Why did you choose to express this as "(s32)(s64)..." rather than
"(s64)(s32)..."? The result is the same (just the s32 cast by itself
would be sufficient), I just don't see yet how it clarifies what is
going on.

	Arnd
--
To unsubscribe from this list: send the line "unsubscribe ceph-devel" in
the body of a message to majordomo@vger.kernel.org
More majordomo info at  http://vger.kernel.org/majordomo-info.html

Ilya Dryomov Feb. 15, 2016, 12:37 p.m. UTC | #3

On Mon, Feb 15, 2016 at 4:01 AM, Deepa Dinamani <deepa.kernel@gmail.com> wrote:
> long/ kernel_time_t is 32 bit on a 32 bit system and
> 64 bit on a 64 bit system.
>
> ceph_encode_timespec() encodes only the lower 32 bits on
> a 64 bit system and encodes all of 32 bits on a 32bit
> system.
>
> ceph_decode_timespec() decodes 32 bit tv_sec and tv_nsec
> into kernel_time_t/ long.
>
> The encode and decode functions do not match when the
> values are negative:
>
> Consider the following scenario on a 32 bit system:
> When a negative number is cast to u32 as encode does, the
> value is positive and is greater than INT_MAX. Decode reads
> back this value. And, this value cannot be represented by
> long on 32 bit systems. So by section 6.3.1.3 of the
> C99 standard, the result is implementation defined.
>
> Consider the following scenario on a 64 bit system:
> When a negative number is cast to u32 as encode does, the
> value is positive. This value is later assigned by decode
> function by a cast to long. Since this value can be
> represented in long data type, this becomes a positive
> value greater than INT_MAX. But, the value encoded was
> negative, so the encode and decode functions do not match.
>
> Change the decode function as follows to overcome the above
> bug:
> The decode should first cast the value to a s64 this will
> be positive value greater than INT_MAX(in case of a negative
> encoded value)and then cast this value again as s32, which
> drops the higher order 32 bits.
> On 32 bit systems, this is the right value in kernel_time_t/
> long.
> On 64 bit systems, assignment to kernel_time_t/ long
> will sign extend this value to reflect the signed bit encoded.
>
> Assume ceph timestamp ranges permitted are 1902..2038.
>
> Suggested-by: Arnd Bergmann <arnd@arndb.de>
> Signed-off-by: Deepa Dinamani <deepa.kernel@gmail.com>
> ---
>  include/linux/ceph/decode.h | 4 ++--
>  1 file changed, 2 insertions(+), 2 deletions(-)
>
> diff --git a/include/linux/ceph/decode.h b/include/linux/ceph/decode.h
> index a6ef9cc..e777e99 100644
> --- a/include/linux/ceph/decode.h
> +++ b/include/linux/ceph/decode.h
> @@ -137,8 +137,8 @@ bad:
>  static inline void ceph_decode_timespec(struct timespec *ts,
>                                         const struct ceph_timespec *tv)
>  {
> -       ts->tv_sec = (__kernel_time_t)le32_to_cpu(tv->tv_sec);
> -       ts->tv_nsec = (long)le32_to_cpu(tv->tv_nsec);
> +       ts->tv_sec = (s32)(s64)le32_to_cpu(tv->tv_sec);
> +       ts->tv_nsec = (s32)(s64)le32_to_cpu(tv->tv_nsec);
>  }
>  static inline void ceph_encode_timespec(struct ceph_timespec *tv,
>                                         const struct timespec *ts)

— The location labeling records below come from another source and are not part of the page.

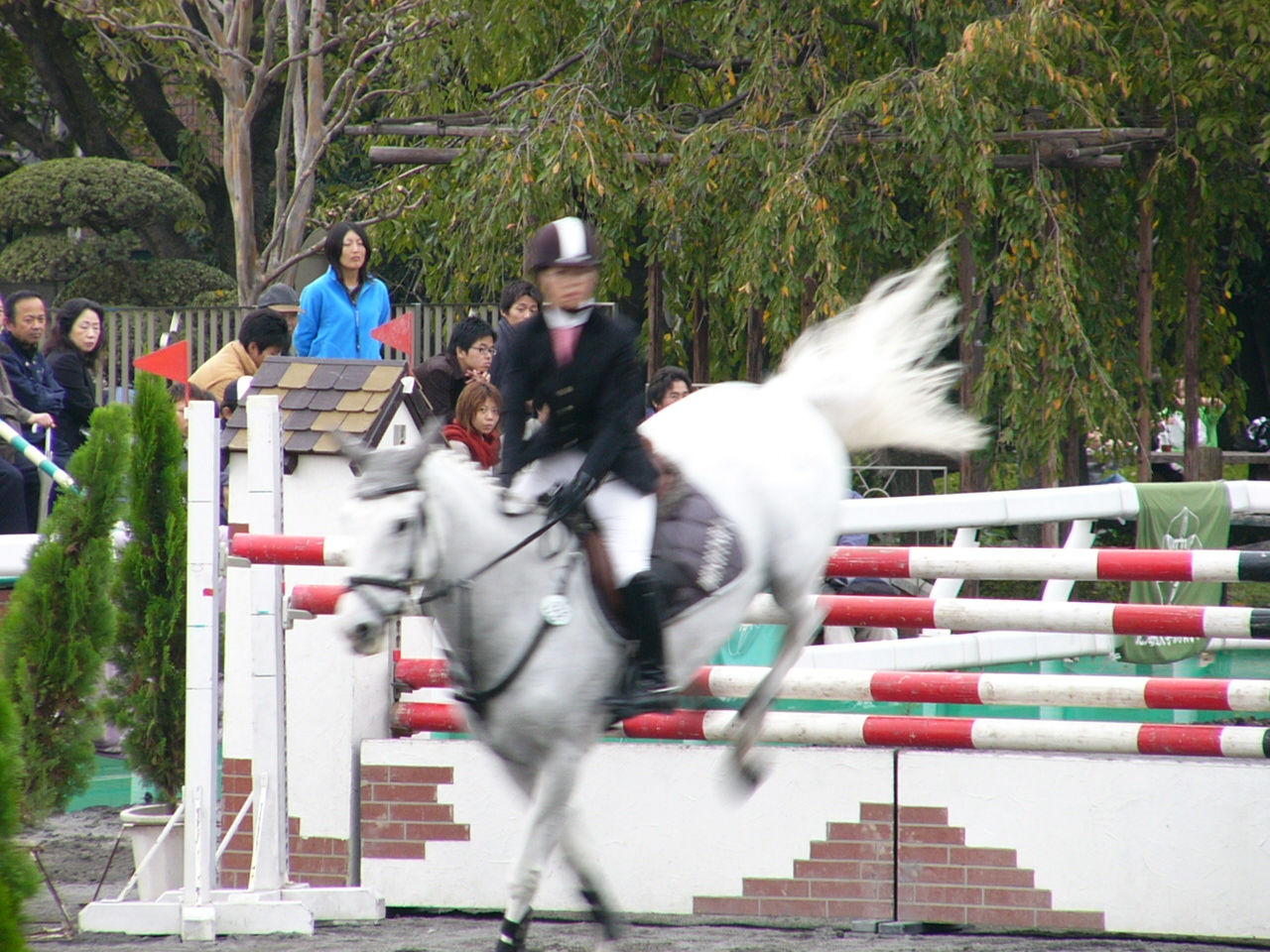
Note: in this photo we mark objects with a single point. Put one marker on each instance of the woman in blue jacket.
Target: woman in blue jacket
(340, 308)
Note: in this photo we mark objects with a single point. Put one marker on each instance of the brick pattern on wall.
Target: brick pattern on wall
(400, 811)
(849, 875)
(318, 861)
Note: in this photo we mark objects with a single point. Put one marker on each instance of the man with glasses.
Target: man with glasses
(467, 357)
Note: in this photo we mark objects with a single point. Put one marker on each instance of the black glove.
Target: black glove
(571, 497)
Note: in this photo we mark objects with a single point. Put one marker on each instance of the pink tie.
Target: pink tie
(564, 341)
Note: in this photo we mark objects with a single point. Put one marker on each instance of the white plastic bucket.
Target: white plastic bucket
(167, 867)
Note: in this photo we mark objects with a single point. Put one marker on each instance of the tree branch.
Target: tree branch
(497, 95)
(742, 62)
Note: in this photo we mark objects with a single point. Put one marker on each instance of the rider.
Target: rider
(580, 365)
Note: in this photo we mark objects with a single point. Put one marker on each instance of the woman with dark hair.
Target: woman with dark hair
(71, 350)
(467, 357)
(475, 428)
(518, 302)
(340, 308)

I think you are forgetting that this is a wire protocol.  Changing how
values are interpreted on one side without looking at the other side is
generally not what you want to do.

There aren't any casts on the server side: __u32 is simply assigned to
time_t, meaning no sign-extension is happening - see src/include/utime.h
in ceph.git.  The current __kernel_time_t and long casts on the kernel
side are meaningless - they don't change the bit pattern, so everything
is interpreted the same way.  Your patch changes that.

If there is anything to be done here, it is documenting the existing
behavior.  This isn't to say that there aren't any quirks or bugs in
our time handling, it's that any changes concerning the protocol or how
the actual bits are interpreted should follow or align with the rest of
ceph and have a note in the changelog on that.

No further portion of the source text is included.